A year or so ago I asked a head of a neocon organization why we have this lapse of memory as to the fact that Arabs wanted to destroy Israel and never recognized Israel. And he said that they decided to give the Arabs a pass on this because…if they skip the Arabs then they can compare Ahmadinejad to Hitler and have a war. But to compare Ahmadinejad to Abd al-Karim Qassim, who cares? To compare him to Gamal Abdul Nasser, no one really remembers. But you compare him to Hitler and you’ve got a hook onto a mythic history in which you can figure him as a threat to the entire world… This kind of manipulation of history in order to sway popular passions in the direction of war is so profoundly wrong and against the American interest.

Why do you think the U.S. wants a war?

I would say that, to the degree that the neoconservatives have a strong commitment to the security of Israel, to guarantee Israel against a hypothetical threat some years in the future. I also think it goes back to that it would avenge the humiliation of the hostage crisis and destroy the Islamic Republic. And then you also have economic interests; all those businesses [that] were closed out of Iran for the last 30 years, by sanctions, would be able to go back and make contracts to buy and sell goods with a population of 80 plus million people.

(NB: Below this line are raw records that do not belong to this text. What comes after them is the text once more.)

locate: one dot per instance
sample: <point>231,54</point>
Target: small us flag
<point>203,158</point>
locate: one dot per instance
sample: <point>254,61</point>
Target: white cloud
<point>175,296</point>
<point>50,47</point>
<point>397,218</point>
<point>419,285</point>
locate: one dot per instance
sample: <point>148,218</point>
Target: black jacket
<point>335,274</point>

That’s a big market. There are plenty of reasons… but in order to make it happen you have to create a jingoistic [line]. And that’s what’s going on with a radical distortion of history and current affairs.

You have a big chunk of the [Middle Eastern history] specialist community that starts every sentence with the word Palestine. And they have successfully from 1967 onwards, partly through the extraordinary skills of Yassir Arafat, to turn this side-show into a great world concern so that it’s a given in many, many quarters in the Arab world that all problems stem from the Palestine question. That’s a great sell. Certainly it’s succeeded on this campus. But another portion of the specialist community certainly don’t buy that. They think of things like globalization, that that’s the issue… So the specialist community doesn’t speak with one voice because there are a number of different positions that are very, very deeply held. The people who actually determine policy work very hard, much harder than I do, and once they have decided what they are inclined to recommend, they’ll look around for published material support. And if there’s a hearing they’ll call in someone who wrote and article or a book, and you go in and feel flattered because for an hour some senator will look at you… It’s utterly ephemeral.   

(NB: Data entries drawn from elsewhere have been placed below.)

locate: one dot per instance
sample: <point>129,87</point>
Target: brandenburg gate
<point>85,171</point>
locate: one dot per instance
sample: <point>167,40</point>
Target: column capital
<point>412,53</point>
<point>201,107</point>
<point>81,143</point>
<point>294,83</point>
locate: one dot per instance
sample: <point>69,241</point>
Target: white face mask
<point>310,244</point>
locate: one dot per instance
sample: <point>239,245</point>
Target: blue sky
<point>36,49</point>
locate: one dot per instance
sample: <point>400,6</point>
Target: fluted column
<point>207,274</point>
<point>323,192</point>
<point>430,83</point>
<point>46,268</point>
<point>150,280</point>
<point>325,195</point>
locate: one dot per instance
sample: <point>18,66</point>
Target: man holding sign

What about the homosexuality in Iran comment?

Well, read Joseph Massad… I don’t think Ahmadinejad knows who Massad is. But I’m sure he knows there are homosexuals in Iran. Religiously, it’s frowned upon, but he knows it exists. The really crucial question that he would have to ask is what does he think an American homosexual is? Did he see a movie with a drag queen in it? Or something in which homosexuality is celebrated as a form of difference? What does he think American homosexuality is? Because what he said in one sense could be arguably true, but on the other hand, it sounded so stupid– it helped to create this image of a nincompoop that I think may be helpful in stepping back from a war scenario. Hitler said, I want to kill the homosexuals, Ahmadinejad says, we don’t have any! [laughs]

How did Kian Tajbakhsh factor into the arrangement?

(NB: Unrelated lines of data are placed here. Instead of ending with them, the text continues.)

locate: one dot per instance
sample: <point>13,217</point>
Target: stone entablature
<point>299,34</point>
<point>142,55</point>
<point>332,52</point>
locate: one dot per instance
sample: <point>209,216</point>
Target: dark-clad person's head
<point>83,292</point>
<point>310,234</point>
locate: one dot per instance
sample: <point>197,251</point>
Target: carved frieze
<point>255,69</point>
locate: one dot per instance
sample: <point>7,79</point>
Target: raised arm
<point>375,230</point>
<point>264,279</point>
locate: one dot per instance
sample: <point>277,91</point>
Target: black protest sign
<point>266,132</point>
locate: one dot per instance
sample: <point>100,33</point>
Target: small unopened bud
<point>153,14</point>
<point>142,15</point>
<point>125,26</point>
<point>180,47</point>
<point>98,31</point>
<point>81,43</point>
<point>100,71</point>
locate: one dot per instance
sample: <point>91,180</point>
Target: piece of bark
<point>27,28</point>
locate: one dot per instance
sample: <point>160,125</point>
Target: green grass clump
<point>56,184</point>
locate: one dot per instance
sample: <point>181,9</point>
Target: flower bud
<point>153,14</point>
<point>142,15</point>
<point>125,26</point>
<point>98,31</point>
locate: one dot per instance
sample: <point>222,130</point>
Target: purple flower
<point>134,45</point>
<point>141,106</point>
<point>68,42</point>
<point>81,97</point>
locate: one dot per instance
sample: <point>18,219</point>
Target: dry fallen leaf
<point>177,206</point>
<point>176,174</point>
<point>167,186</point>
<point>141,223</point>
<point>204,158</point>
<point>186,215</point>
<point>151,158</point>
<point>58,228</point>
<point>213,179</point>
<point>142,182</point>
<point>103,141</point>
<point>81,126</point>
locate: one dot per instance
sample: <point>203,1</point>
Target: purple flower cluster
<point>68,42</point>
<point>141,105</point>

Well, it was not a quid pro quo… [I told the ambassador] that it would be embarrassing for President Bollinger to welcome a president who he has written to on behalf on an alumnus– He proceeded to lecture me, and I said, I’m not talking about anything humanitarian, you have a word that covers it in Farsi, parti-bazi, which is, well, party like political party and then play…party politics. I said, this is parti-bazi

And he was released.

Yeah, he was…  I also put the nephew (or is it son?) who goes here… of another prisoner on my list of invites.